Tot slot betwist [verweerster] dat de werkzaamheden van [verzoekster] zijn overgenomen door een nieuwe medewerker; deze medewerker doet werkzaamheden van geheel andere aard en tegen een lagere beloning.

3.4.

Op de stellingen van partijen wordt hierna verder ingegaan.

4. De beoordeling

4.1.

Op grond van artikel 7:669 lid 1 BW kan de werkgever de arbeidsovereenkomst opzeggen als daar een redelijke grond voor is en herplaatsing van de werknemer binnen een redelijke termijn, al dan niet met behulp van scholing, in een andere passende functie niet mogelijk is of niet in de rede ligt.
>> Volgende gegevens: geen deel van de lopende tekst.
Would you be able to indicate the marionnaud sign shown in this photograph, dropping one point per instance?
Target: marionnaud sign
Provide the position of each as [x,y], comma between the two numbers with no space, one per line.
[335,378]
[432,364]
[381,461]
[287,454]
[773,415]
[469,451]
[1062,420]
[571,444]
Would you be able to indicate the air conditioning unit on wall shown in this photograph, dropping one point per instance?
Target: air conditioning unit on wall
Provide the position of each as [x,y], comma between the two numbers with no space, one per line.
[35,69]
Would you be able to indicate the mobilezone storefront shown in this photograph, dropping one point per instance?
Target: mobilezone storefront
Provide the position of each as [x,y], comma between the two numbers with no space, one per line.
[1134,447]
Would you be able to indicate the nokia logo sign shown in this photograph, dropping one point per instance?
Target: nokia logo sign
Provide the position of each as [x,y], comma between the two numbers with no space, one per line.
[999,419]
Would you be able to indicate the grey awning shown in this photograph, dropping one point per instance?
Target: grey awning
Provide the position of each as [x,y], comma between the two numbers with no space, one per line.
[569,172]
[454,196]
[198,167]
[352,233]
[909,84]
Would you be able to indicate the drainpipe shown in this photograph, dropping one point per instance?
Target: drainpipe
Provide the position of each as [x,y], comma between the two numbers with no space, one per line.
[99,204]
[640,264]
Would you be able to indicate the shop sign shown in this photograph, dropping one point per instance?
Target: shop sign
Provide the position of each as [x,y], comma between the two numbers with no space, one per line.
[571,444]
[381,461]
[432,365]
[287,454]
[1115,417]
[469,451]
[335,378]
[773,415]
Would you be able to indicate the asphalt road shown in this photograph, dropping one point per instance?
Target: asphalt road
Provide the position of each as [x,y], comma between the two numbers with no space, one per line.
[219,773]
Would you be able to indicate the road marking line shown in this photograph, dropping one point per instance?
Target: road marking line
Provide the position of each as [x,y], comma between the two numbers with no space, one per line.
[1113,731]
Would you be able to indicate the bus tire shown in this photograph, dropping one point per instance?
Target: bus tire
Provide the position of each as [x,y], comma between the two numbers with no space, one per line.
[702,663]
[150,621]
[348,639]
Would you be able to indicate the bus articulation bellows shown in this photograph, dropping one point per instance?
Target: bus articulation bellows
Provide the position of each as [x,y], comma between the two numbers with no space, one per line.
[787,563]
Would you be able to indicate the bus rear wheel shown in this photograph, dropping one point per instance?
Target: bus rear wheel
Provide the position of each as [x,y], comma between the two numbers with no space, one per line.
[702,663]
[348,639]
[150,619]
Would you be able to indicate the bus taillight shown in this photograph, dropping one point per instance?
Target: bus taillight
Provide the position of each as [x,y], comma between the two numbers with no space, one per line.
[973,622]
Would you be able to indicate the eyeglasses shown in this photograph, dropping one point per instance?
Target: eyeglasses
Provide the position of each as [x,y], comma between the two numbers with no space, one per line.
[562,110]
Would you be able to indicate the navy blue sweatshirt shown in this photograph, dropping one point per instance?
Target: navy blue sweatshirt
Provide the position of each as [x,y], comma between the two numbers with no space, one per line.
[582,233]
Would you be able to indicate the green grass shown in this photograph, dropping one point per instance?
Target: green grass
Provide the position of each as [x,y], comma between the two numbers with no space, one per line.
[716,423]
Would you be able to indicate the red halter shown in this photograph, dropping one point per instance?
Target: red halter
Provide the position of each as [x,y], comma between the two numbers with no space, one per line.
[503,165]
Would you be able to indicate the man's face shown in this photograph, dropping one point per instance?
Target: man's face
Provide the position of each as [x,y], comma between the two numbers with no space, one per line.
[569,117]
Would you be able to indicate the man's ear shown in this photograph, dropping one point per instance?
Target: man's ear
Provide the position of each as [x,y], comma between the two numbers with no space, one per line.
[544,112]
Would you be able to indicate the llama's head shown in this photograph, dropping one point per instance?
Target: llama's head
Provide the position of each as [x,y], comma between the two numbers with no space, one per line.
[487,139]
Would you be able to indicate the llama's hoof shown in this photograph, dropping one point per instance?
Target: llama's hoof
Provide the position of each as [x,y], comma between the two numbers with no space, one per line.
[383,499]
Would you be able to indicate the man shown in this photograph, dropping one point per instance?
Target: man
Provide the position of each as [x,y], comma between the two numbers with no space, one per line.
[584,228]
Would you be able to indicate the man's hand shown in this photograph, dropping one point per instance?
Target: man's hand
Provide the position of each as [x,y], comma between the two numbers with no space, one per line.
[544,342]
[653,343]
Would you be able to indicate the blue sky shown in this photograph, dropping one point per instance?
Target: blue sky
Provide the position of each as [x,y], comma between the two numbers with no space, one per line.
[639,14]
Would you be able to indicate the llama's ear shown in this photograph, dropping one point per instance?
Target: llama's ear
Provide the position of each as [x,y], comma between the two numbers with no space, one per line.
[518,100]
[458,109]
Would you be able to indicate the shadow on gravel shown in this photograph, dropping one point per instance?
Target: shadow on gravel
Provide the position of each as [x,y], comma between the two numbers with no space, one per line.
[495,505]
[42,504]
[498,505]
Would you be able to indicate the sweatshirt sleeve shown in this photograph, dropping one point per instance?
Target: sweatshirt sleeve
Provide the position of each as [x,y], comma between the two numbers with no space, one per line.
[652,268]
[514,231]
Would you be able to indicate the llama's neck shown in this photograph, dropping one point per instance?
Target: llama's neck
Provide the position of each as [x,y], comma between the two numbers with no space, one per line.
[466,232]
In lid 3 sub a van dit artikel wordt onder meer als redelijke grond voor opzegging aangemerkt het, over een toekomstige periode van ten minste 26 weken bezien, noodzakelijkerwijs vervallen van arbeidsplaatsen als gevolg van maatregelen die wegens bedrijfseconomische omstandigheden worden getroffen voor een doelmatige bedrijfsvoering.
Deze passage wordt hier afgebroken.